You are not what you hope to be but you are much farther along in who you need to be than you were last year or even last week.  You are constantly growing.  You are constantly in the process of becoming all that I will have you be. 

It is good to want to be the best you can be, but it is arrogance to think you will achieve it on your own or even in this lifetime.  Your responsibility is to try and to recognize that all have sinned and fallen short of my glory.  You are a part of that "all." 
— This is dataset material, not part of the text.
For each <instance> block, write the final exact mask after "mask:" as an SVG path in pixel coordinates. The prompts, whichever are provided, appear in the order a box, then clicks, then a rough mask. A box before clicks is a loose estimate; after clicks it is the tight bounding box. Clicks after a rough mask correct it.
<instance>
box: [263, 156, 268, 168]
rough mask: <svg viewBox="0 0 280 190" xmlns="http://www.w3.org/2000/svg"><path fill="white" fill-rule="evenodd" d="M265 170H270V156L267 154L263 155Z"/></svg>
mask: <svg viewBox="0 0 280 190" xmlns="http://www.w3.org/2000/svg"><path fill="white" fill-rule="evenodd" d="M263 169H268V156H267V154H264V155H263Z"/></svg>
This perfection you so constantly seek is not very useful to me.  I need you as you are, striving to be all you can be and falling short, relying on me to make up the gap.  You and I, remember, we are in this together. 

You are so busy pulling yourself up by your bootstraps that you are forgetting to lean on me.  You are forgetting that I am here for you and I want to help you.  You are forgetting that I love you and I will help you and guide you always.  I am your ever present help.  Rely on me for that help.  Stop trying to do it all on your own and you will not get so frustrated. 

I am yours now and forever and I will always be here for you.  Relax and rest in me tonight so I can help put some things right.  I will make sure that your path is clear and straight.  You will know what steps to to take tomorrow.  I will make it plain. Trust me to guide you and trust me to make up the difference of where your ability drops off and my grace kicks in.  It is there for you.  I love you daughter, please don't forget that.

Sunday, March 6, 2011

Scars...

My prayer:
Mighty Father, guide me, direct me, teach me and make me what you need me to be.  I love you God and know from experience that what you want for me is better than what I imagine for myself.  So, I officially let go tonight God.  Not my will but your will God.  We, I say it all the time, but tonight I mean it in a whole new way with a whole new level of sincerity. 

God help me to see the things you want me to do and to change and help me to do and change them.  God help me to see your people as you see them so I can always find love and compassion for them.  Help me God to be a blessing in people's lives.  God help me to help them become all that you want them to be.

In the immortal words of Tiny Tim, God bless us, every one!  Bless every one of us God.  In Jesus precious name, amen.

What God Said Tonight:
I love my children so much. I know that sometimes it is hard to see why. Sometimes it is hard for others to see why I love you so much. 

Life scars, scratches and mars my people.  I never meant for that to happen.  I never meant for life to be painful and damaging, but here we are.  When you look past the scars, you will find beautiful fresh, new skin.  You will find a tenderness of a person who just wants to be loved and accepted.  That is at the heart of every person. 

Depending on the depth of their scars, you may never be able to see their true need and they may never be able to tell you.  Depending on the thickness of their scarring, you may never be able to reach them.  But, I can.  Given the opening, I can. 

Continue in your gift my daughter and pray.  Pray for those that hurt you, pray for those that love you, pray for those who ignore you, pray for those who don't even know you yet.  Pray and open the channel for me to reach through the scars and heal them. 

There are some people with scars that run so deep and so thick that nothing but the power of the Holy Spirit can penetrate them.  But, give me the opportunity and I will heal.  Give me the chance and I will make them new and whole.  Give me the chance and I will make you new and whole too my daughter. 

It is my hope, my desire that all of my children live in divine health.  That is not just physical health.  Divine health is a health of the body, mind and spirit.  It is a wholeness, a completeness that allows you to be all that you can.  It is my great desire that each of my children know this wholeness. 

Will you open the channel so I can come in and heal?  Do not grow weary, do not get tired of doing good.  It is worth it, every time. Tomorrow is a new day with new opportunities.  I am with you now and forever and we will see such great things.  Rest now and be made whole.